What is Out There?

There is a real world 'out there'.

What is “out there”? Good reasons prompt the question. Out of my window, there is a world of people walking and cycling; there is Bristo Square with its concert hall, trees, and blades of grass; and the sky and clouds moving fast over Scottish land. Ask the same question to a cosmologist and she will reply that “out there”, there is a world consisting of 4% atoms, 21% dark matter, and 75% dark energy, with atoms consisting of protons, neutrons and electrons, and protons and neutrons consisting, in turn, of up and down quarks. Ask my three-year old son, and he will reply that “out there” is a world of marigolds, and limpets, dogs and dinosaurs. Ask the Azande, and they will reply that “out there” is a world of harvest and famines, witches and spring festivals. What is then “out there”?

Prompted by these considerations, conceptual relativists, such as Hilary Putnam, Nelson Goodman, and Peter J. McCormick, happily forsake the idea of a ready-made world. We make and re-make the world by carving nature’s boundaries in any way we may deem appropriate. We make the Big Dipper, for example, by drawing lines between bright spots on the blue sky as we draw boundaries among lands, cultures, and mental illnesses.

This conclusion chimes with an important trend in philosophy of science, which since the publication of Thomas Kuhn’s The Structure of Scientific Revolutions (1962) has rediscovered the historically and culturally situated nature of scientific knowledge. Kuhn’s famous claim that after scientific revolutions, “scientists live in a new world” has been occasionally interpreted as opening the door to relativist considerations. What is a scientific paradigm, after all, if not a historically situated perspective on the world? And do not paradigms carve nature’s joints by selecting the relevant data, methods of inquiry, and even experimental resources available to a given community at a given time?

Yet there is a world “out there”, our cultural tradition and historically situated scientific perspectives notwithstanding. The conceptual relativist owes us an argument that could conclusively demonstrate how our interest-relative classifications and taxonomic systems “mould” reality and cut its boundaries into the shapes and forms we know and love. Contemporary philosophy of science has long recognised the importance that abstraction and idealisation play in scientific representation and how our scientific models are only rough and ready approximations of the target systems. Science studies have embraced the Kuhnian lesson about the importance of socially and culturally situated knowledge. But neither is per se an argument to the effect that nature’s metaphysics is a by-product of our classificatory practices, as the conceptual relativist would have it.

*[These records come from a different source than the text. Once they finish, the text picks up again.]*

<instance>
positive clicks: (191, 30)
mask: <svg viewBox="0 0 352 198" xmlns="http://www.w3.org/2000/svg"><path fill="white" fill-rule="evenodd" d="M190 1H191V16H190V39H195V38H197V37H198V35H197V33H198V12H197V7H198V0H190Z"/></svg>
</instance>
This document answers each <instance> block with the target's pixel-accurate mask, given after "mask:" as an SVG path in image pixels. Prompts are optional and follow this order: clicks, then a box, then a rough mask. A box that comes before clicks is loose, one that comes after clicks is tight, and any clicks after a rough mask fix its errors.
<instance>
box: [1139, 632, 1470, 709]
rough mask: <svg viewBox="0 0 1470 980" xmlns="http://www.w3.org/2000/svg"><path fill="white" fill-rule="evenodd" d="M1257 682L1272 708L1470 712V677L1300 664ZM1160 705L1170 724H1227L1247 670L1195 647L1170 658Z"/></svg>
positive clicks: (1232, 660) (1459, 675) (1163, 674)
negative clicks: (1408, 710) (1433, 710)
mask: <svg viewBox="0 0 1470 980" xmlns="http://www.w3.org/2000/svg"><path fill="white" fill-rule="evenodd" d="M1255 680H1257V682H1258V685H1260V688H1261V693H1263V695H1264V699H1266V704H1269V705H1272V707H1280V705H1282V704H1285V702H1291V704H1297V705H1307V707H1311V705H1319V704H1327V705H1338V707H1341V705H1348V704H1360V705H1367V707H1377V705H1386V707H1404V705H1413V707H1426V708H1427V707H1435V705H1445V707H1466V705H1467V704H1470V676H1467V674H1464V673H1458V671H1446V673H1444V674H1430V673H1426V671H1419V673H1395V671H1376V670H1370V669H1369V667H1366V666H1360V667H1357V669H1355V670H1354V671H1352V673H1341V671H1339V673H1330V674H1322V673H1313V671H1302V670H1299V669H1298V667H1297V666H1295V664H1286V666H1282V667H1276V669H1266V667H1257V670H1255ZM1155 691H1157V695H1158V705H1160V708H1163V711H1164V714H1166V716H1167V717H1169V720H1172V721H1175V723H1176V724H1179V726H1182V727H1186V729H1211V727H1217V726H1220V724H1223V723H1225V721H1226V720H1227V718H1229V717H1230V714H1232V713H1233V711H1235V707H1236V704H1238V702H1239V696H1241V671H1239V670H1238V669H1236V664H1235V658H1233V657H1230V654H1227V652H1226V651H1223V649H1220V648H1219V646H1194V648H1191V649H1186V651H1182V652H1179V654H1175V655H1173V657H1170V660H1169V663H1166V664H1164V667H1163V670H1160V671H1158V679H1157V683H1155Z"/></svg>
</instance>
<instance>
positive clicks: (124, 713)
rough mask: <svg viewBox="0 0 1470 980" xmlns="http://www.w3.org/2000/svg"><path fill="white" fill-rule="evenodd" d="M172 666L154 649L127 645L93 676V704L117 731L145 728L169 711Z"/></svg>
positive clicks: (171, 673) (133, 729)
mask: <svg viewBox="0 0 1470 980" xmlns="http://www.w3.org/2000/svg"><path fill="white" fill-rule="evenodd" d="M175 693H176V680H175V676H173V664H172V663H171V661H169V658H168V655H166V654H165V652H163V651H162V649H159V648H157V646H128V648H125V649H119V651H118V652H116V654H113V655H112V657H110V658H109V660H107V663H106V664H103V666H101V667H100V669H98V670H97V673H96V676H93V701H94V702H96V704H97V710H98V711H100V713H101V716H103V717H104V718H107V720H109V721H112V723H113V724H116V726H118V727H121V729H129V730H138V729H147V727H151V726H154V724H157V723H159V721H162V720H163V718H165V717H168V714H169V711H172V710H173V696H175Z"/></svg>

Stubborn and resilient as metaphysical beliefs can be, there is a world “out there” that science successfully investigates amidst trials and errors, historical contingencies and cultural boundaries. As the scientific realist would insist, scientific success is neither a miracle nor a lucky cosmic coincidence. There are better theories and worse theories; more successful models and less successful ones, depending on how well or badly they track nature. The challenge for the scientific realist is to make sense of science’s success without the naïve thought that we may occupy a unique or absolute God’s eye view on what is “out there”. After relativism, there are still quarks, the Big Dipper, and marigolds “out there”. But we encounter them via a diverse plurality of ways of knowing.